In recent years, however, all three of these fields have come under mounting pressure to accommodate massive amounts of increasingly high-dimensional data. For example, witness the explosion in the quantity of high-resolution audio, imagery, video, and other sensed data produced by relatively inexpensive mobile devices. Similar "big data" scenarios arise in such diverse application areas as medical and scientific imaging, genomic data analysis, meteorology, remote surveillance, digital communications, and large-scale network analysis. Despite extraordinary advances in computational power, such high-dimensional data continues to pose a number of challenges in signal processing, statistical inference, and machine learning. For example, mobile devices equipped with a range of sensors can easily acquire high-dimensional data at a rate which exceeds local storage and/or communication capacity by several orders of magnitude. In many other scientific and industrial applications (such as at the Large Hadron Collider at CERN), data can be generated at rates that far outstrip our ability to store it. In such scenarios we are faced with the challenge of extracting meaningful information from massively undersampled data. Moreover, even if we could collect all of this data, any effort to extract information must somehow overcome the "curse of dimensionality."

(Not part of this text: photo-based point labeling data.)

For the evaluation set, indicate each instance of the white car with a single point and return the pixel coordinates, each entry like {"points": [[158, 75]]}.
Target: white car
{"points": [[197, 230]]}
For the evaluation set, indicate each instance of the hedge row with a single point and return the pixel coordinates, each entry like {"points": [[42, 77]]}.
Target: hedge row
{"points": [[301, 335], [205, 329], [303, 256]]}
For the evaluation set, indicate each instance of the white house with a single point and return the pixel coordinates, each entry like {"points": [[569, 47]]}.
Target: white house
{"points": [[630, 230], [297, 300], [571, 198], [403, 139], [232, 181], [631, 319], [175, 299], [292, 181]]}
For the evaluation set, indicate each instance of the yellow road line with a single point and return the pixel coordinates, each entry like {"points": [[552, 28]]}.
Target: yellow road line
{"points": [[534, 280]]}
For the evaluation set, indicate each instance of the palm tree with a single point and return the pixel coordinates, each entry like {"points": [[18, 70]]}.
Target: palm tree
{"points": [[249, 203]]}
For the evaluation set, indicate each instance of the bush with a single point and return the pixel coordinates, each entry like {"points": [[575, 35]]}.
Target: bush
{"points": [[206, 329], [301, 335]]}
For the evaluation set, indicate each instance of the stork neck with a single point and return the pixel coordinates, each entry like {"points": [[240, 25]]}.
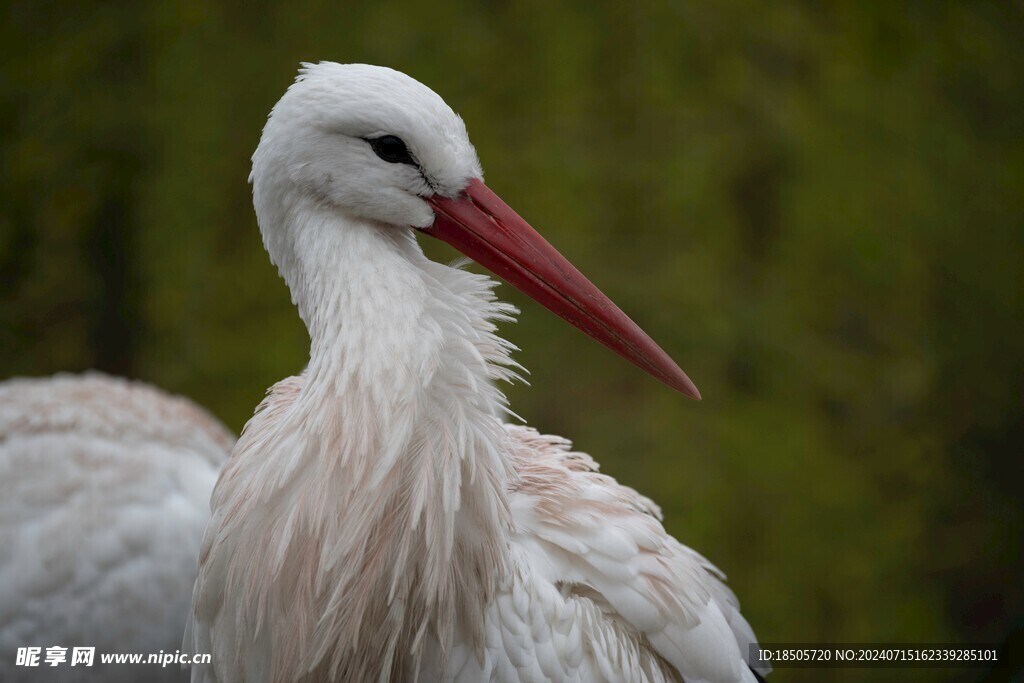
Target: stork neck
{"points": [[395, 429]]}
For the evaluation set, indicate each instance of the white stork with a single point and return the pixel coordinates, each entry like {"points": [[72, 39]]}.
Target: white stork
{"points": [[376, 520], [105, 495]]}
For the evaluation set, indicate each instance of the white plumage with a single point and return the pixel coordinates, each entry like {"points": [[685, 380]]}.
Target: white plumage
{"points": [[377, 521], [105, 491]]}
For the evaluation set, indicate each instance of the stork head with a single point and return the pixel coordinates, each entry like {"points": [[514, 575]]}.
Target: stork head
{"points": [[373, 143]]}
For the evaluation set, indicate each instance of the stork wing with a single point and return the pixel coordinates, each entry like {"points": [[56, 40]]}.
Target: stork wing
{"points": [[600, 591]]}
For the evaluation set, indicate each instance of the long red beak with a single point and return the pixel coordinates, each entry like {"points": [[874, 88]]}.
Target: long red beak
{"points": [[484, 228]]}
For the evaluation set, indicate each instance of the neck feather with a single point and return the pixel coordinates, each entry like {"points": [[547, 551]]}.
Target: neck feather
{"points": [[369, 495]]}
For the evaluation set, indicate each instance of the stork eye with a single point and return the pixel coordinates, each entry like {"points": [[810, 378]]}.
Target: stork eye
{"points": [[391, 150]]}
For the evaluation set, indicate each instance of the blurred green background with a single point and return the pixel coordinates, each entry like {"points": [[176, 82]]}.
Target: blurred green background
{"points": [[816, 208]]}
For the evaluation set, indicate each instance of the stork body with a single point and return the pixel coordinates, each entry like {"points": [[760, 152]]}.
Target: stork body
{"points": [[105, 488], [377, 521]]}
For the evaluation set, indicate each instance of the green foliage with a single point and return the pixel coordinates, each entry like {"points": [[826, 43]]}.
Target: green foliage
{"points": [[815, 207]]}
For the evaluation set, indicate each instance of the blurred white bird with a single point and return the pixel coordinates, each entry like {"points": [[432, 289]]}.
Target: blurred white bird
{"points": [[377, 521], [105, 495]]}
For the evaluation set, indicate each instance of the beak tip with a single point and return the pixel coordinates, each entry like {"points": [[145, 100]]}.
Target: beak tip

From a classical perspective, there is no obvious way to overcome these challenges. However, in many cases these nominally high-dimensional signals actually obey some sort of low-dimensional model, i.e., a model with only a few degrees of freedom. Geometrically, this means that the data lies near a low-dimensional structure such as a manifold, a union of subspaces, the set of low-rank matrices, or some other natural set. This structure, when present, allows for principled approaches to handling high-dimensional data. For example, the model of sparsity lies at the heart of compressive sensing — an emerging framework for efficient sensing that is revolutionizing the data processing pipeline starting with the acquisition of the data itself.
To address the challenges posed by high-dimensional data, my research focuses largely on the use of low-dimensional models such as sparsity, low-rank structure, and manifold or parametric models to perform practical signal processing and machine learning tasks. Such models can allow for elegant solutions to the challenges posed by high-dimensional data in a range of possible contexts.